February 10, 2020

The following article contains information from the Parkinson’s Foundation web site at

Living with Parkinson’s or caring for someone battling the disease presents many challenges for maintaining a good quality of life.  Basic activities of daily living like personal care, getting dressed, preparing meals and transportation can become frustrating, but these tips that address safety can also make things easier for you or your loved one.



  • Sit down to brush your teeth, shave or dry your hair. This will help prevent falls and conserve energy.
  • Use an electric razor.
  • Use an electric toothbrush.
  • Use a hands-free hairdryer that can be mounted on a vanity.

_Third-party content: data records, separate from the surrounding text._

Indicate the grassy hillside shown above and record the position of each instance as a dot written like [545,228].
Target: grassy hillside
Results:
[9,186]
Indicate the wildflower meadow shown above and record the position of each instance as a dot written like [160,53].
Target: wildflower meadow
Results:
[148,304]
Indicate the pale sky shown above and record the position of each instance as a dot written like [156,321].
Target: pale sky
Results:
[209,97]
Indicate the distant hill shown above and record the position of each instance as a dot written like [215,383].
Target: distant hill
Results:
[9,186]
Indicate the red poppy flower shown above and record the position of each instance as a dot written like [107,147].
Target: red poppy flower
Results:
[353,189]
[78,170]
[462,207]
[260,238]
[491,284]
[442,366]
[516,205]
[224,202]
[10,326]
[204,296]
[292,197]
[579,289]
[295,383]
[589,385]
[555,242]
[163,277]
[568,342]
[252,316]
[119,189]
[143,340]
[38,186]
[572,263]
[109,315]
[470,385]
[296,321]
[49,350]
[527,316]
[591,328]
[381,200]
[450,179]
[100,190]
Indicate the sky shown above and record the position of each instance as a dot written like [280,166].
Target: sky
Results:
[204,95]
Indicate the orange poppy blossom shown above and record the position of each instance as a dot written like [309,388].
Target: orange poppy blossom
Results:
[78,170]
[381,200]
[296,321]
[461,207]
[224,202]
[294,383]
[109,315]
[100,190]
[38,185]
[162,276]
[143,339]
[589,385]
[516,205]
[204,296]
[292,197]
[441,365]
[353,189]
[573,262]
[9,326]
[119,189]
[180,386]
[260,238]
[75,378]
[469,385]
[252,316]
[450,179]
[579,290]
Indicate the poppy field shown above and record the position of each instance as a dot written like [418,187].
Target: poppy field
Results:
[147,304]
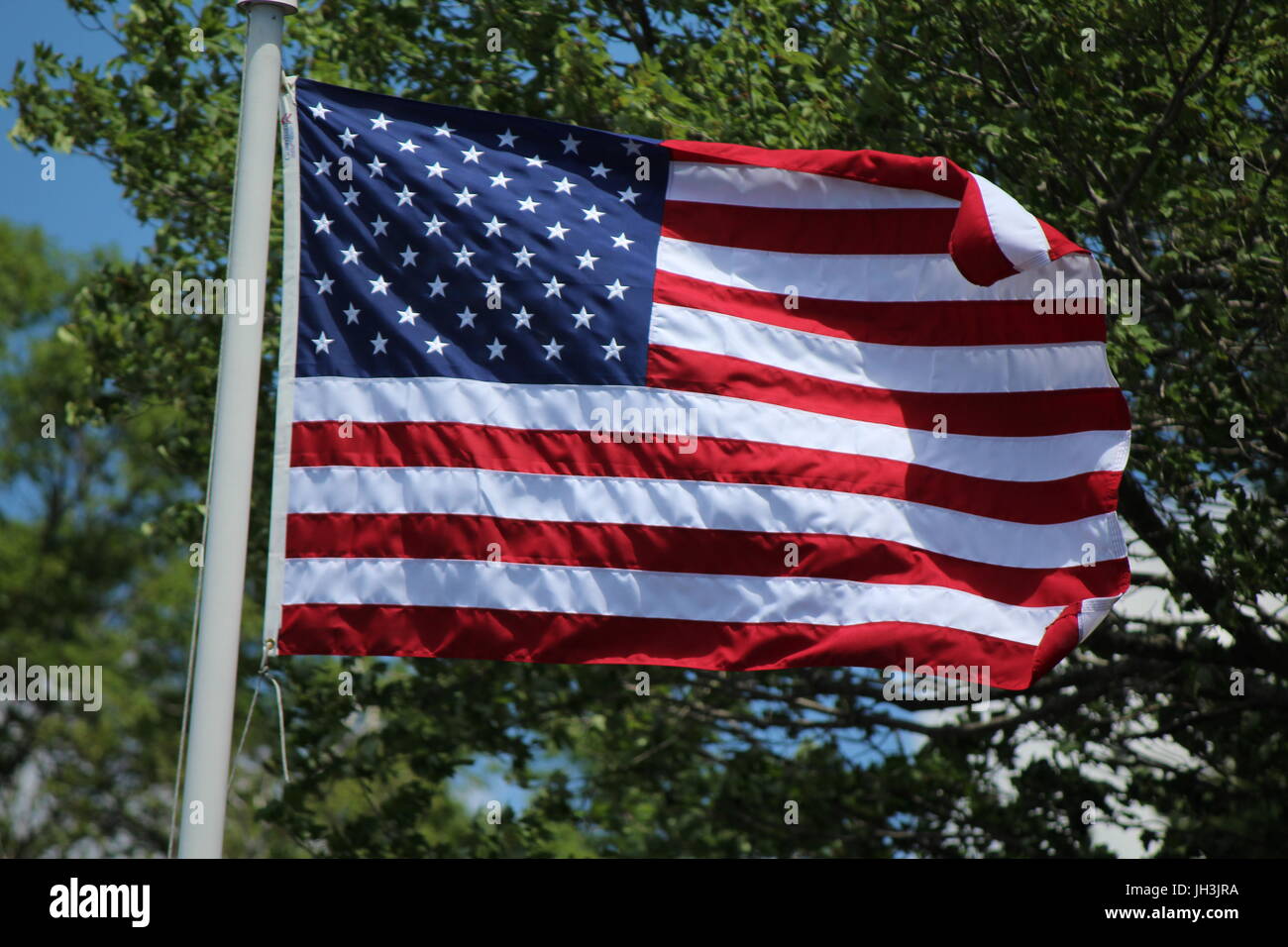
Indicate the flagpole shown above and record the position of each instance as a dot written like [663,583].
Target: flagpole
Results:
[205,789]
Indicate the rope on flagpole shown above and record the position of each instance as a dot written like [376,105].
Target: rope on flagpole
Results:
[192,661]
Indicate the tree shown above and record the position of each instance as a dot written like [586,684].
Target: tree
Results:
[1151,133]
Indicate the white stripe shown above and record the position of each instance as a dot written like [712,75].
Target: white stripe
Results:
[773,187]
[1017,231]
[576,407]
[858,277]
[698,505]
[948,368]
[635,592]
[290,145]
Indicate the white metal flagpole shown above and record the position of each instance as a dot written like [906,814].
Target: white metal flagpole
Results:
[205,788]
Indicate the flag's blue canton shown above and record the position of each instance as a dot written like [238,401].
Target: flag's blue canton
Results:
[472,244]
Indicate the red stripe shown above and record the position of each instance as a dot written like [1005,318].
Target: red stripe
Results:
[987,414]
[1010,322]
[678,549]
[934,174]
[1060,244]
[544,638]
[722,460]
[790,230]
[973,245]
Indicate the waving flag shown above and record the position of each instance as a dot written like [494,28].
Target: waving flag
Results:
[550,393]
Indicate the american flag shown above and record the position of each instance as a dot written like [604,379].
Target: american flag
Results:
[558,394]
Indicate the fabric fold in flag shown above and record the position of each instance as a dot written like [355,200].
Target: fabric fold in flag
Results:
[558,394]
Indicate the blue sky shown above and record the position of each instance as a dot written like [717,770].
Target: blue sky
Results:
[82,208]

Most falls take place in the bathroom because of difficulty getting on and off the toilet and in and out of the tub; difficulty seeing due to poor lighting; slipping on wet surfaces; tripping on throw rugs; or getting dizzy while standing from the toilet to the sink.

  • Use an elevated toilet seat or installing a sturdy toilet frame to provide stability and help you get up safely and with less effort.
  • Install grab bars near the toilet, tub and shower: no location should require use of towel racks, faucets or soap dishes as grab bars.
  • If getting up at night to use the bathroom is problem, limit evening fluids 2 hours before bedtime.
  • Keep a nightlight on in the bathroom in case you do have to use the bathroom at night.
  • Double void: Wait a few minutes on the toilet after you’ve gone. Try going again to make sure your bladder is completely emptied.
  • Consider using an incontinence product such as a pad or shield to help if you are prone to accidents.    We all have modesty concerns, but privately wearing these products is better than publicly having an accident.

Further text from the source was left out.